I always have asked about the difference between "Château", "Domaine", and "Vignoble" in France. Vignoble is the easy one and it is just the vineyards themselves. Château actually means "Castle" in French although it is also used to indicate a palace or mansion. But if you look at wines, you'll see a huge number of wines that have "château" or "domaine"in their names. In general, they are somewhat used interchangeably to refer to a place where wine is made. However, there are some more specific differences going back to older times.
Domaine is an old Burgundian name for the accumulated holdings of one grower. Thus a domaine-bottled wine is one bottled by the producer. However, this is sometimes now indicated by "Mise en Bouteille" to indicate where it was bottled (au Château, for example). As mentioned, Château means "castle" or "mansion" and some wineries used Château to add prestige to their wines, since it brings to mind these large, beautiful mansions, which indicate wealth and power. Château is most commonly used by the wineries of Bordeaux, while the Domaine is typically associated with the wineries of Burgundy.
In 1857, a trademark law was adopted in France that impacted naming of wines. The use of "Château" became a way to make the winery's historic name unique and protectable. This is especially seen in Bordeaux where about 90% of Bordeaux's wine estates are "Château"-wines while the rest have usually taken other denominations such as Domaine, Mas, Clos, etc ..
Now, with that introduction, let's get to the Open House. This one was at a vineyard named Domaines La Croix des Marchands et Château Palvié. This is a family-run operation, I believe he said 3rd generation. There are two specific vineyards with two different "terroirs" (this indicates basically the environmental factors like soil and climate) which gives the grapes grown there specific characteristics. One section, the Domaines La Croix des Marchands, is made up of rocky/gravel soils and they product fruity and spicy wines. The other, Château Palvié, is a clay-limestone soil are with older vines that make richer and more powerful wines.

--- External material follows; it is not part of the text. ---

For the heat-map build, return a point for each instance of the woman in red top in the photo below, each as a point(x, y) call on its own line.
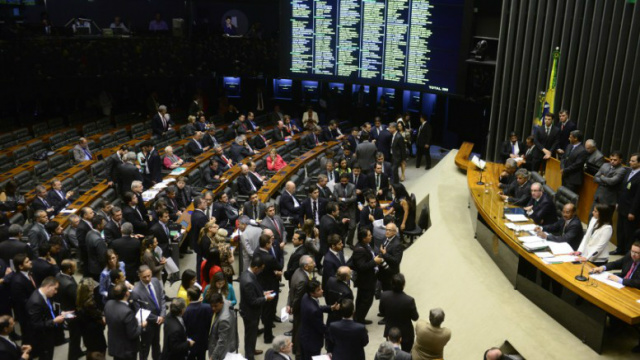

They are in the "Gaillac" area and there are specific grape varieties that are produced specific to Gaillac, as well as a few general varieties. For red varieties, Duras, Braucol, and Gamay are specific to Gaillac while Syrah is produced everywhere. Duras grapes make robust red wines with a peppery note. Braucol is originally from the Spanish Basque Country and has flavors like blackcurrant and raspberry. Gamay is an interesting grape, as it is used alone to make Gaillac Primeur, which is basically the same as Beaujolais nouveau but for the Gaillac region. It is available the 3rd Thursday of November and indicates the "first" wines available from that years harvest.

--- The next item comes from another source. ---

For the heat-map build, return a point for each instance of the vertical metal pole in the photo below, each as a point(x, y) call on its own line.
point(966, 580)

For whites, there is Mauzac, Muscadelle, and Loin de L'oeil. Mauzac is mainly grown in Gaillac and Limoux and prefer clay-limestone soils. They have the flavors of apple, blackberry and pear, and are sometimes harvested when they are overripe to make dessert wines. Loin de L'oeil (literally translated "far from the eye") make dry white wines as well as dessert wines with flavors of tropical fruit and honey. Lastly, Muscadelle has a very clean and simple aroma, normally floral notes, without a lot of other flavor profiles.
They talked about the various grape varieties and the different soils that they have for their vineyards, then we headed inside and talked about how they made the wine. There were various machines used during the harvest (which is done both by hand and by machine) and the pressing. There are various vats that are used to handle the fermentation and aging including stainless steel and oak barrels. It was a little hard to understand everything (it was in French) but it sounded like that some of the stainless steel vats are quite high-tech, allowing them to control the temperate and amount of movement of the wine within the vat. For example, for red wines, the fermentation happens with the stems and seeds included. These things tend to come to the top. If the wine isn't "stirred", then only a small amount of the juice actually is in contact with the stems/seeds, which means less tannins are in the wine.

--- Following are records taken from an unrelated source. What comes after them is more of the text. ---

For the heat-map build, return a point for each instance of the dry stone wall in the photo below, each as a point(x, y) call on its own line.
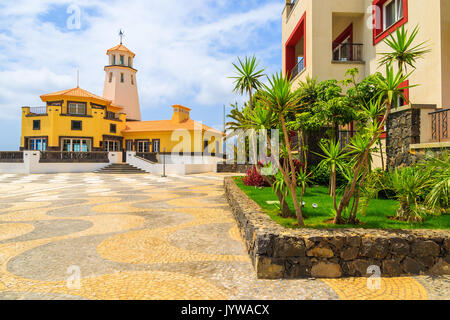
point(277, 252)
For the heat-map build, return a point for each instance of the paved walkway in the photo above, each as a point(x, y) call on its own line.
point(91, 236)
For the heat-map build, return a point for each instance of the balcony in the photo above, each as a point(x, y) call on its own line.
point(347, 52)
point(35, 112)
point(440, 122)
point(299, 67)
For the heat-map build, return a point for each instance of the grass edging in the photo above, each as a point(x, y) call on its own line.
point(277, 252)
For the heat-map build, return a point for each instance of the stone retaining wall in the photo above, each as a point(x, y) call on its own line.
point(277, 252)
point(233, 168)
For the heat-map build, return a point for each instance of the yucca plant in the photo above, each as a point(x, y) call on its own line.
point(334, 158)
point(248, 77)
point(280, 99)
point(409, 184)
point(404, 53)
point(438, 197)
point(389, 90)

He then showed a few machines used in the bottling process, from the machine that fills the bottles and puts in the cork (the first one), to the one that puts on the top sleeve (that he is holding) and labels the bottles (the 2nd machine). The bottles are then boxed by hand.
And then the wine tasting and the class! In fact, the oenology class covered much of the same information that they covered in the guided visit, except he went into a bit more detail on the various aromas and flavor profiles of the various grapes, terroirs, and wines.
We are actually looking forward to other events here, like the Gaillac Primeur and other open house events.